MIG KILLER IN VIETNAM WAR
After suggesting the idea to Seventh Air Force commander Major General William Momyer, himself a former commander of the 8th TFW, Olds was directed to plan a mission designed to draw the North Vietnamese Mikoyan-Gurevich MiG-21s into an aerial trap, and "Operation Bolo" resulted.
In October 1966, strike force F-105 Thunderchiefs were equipped with QRC-160 radar jamming pods whose effectiveness virtually ended their losses to surface-to-air missiles. As a result, SAM attacks shifted to the Phantoms, unprotected because of a shortage of pods. To protect the F-4s, rules of engagement that allowed the MiGCAP to escort the strike force in and out of the target area were revised in December to restrict MiGCAP penetration to the edge of SAM coverage. MiG interceptions increased as a result, primarily by MiG-21s using high speed hit-and-run tactics against bomb-laden F-105 formations, and although only two bombers had been lost, the threat to the force was perceived as serious.
The Bolo plan reasoned that by equipping F-4s with jamming pods, using the call signs and communications codewords of the F-105 wings, and flying their flight profiles through northwest Vietnam, the F-4s could effectively simulate an F-105 bombing mission and entice the MiG-21s into intercepting not bomb-laden Thunderchiefs, but Phantoms configured for air-to-air combat.
After an intensive planning, maintenance, and briefing period, the mission was scheduled for January 1, 1967. Poor weather caused a 24-hour delay, but even then, a solid overcast covered the North Vietnamese airbases at Phúc Yên, Gia Lam, Kep, and Cat Bai when the bogus strike force began arriving over the target area, five minute intervals separating the flights of F-4s. Leading the first flight, Olds overflew the primary MiG-21 base at Phúc Yên and was on a second pass when MiGs finally began popping up through the cloud base. Although at first seemingly random in nature, it quickly became apparent that the MiGs were ground-controlled intercepts designed to place the supposed F-105s in a vise between enemies to their front and rear
The F-4s and their crews, however, proved equal to the situation and claimed seven MiG-21s destroyed, almost half of the 16 then in service with the VPAF without loss to USAF aircraft. Olds himself shot down one of the seven, for which he and the other aircrew were awarded Silver Stars. Follow-up interceptions over the next two days by MiGs against RF-4C reconnaissance aircraft led to a similar mission on a smaller scale on January 6, with another two MiG-21s shot down. VPAF fighter activity diminished to almost nothing for 10 weeks afterwards, thereby accomplishing the main goal of Operation Bolo: to eliminate or diminish the threat of MiGs to the strike formations.
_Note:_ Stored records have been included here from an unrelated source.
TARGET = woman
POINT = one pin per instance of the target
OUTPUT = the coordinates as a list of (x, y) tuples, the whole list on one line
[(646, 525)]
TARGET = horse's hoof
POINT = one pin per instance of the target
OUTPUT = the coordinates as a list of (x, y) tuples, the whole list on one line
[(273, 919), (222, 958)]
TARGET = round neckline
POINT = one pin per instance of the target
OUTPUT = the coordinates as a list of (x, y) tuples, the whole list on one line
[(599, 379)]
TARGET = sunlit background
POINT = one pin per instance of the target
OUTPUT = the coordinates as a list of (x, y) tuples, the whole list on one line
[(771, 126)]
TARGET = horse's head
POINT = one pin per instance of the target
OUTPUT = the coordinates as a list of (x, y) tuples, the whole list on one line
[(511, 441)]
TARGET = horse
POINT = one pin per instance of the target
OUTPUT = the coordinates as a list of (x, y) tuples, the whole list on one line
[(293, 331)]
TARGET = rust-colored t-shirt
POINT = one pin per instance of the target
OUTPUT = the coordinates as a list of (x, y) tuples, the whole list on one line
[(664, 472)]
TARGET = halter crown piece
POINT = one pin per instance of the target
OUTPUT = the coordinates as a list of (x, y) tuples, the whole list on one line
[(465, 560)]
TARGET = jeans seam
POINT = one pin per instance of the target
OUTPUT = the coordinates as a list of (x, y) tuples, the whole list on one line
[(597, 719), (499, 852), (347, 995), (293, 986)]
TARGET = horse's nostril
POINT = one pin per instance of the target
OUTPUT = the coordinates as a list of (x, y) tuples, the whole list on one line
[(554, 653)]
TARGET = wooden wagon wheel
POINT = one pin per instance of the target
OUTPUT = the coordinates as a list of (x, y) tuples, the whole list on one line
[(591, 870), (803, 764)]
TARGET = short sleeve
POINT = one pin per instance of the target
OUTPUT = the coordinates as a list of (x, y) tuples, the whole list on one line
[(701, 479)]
On May 4, Olds destroyed another MiG-21 over Phúc Yên. Two weeks later, he destroyed two MiG-17s, bringing his total to 16 confirmed kills (12 in World War II and four in Vietnam), making him a triple ace. Olds states that following the shoot down of his fourth MiG, he intentionally avoided shooting down a fifth, even though he had at least ten opportunities to do so, because he had learned in the middle of June that Seventh Air Force, at the direction of Secretary of the Air Force Harold Brown, would immediately relieve him of command to return to the United States as a publicity asset.
He was awarded a fourth Silver Star for leading a three-aircraft low-level bombing strike on March 30, 1967, and the Air Force Cross for an attack on the Paul Doumer Bridge in Hanoi on August 11, one of five awarded to Air Force pilots for that mission. He flew his final combat mission over North Vietnam on September 23, 1967.
His 259 total combat missions included 107 in World War II and 152 in Southeast Asia, 105 of those over North Vietnam. Scat XXVII was retired from operational service and placed on display at the National Museum of the United States Air Force, Wright-Patterson Air Force Base, Ohio.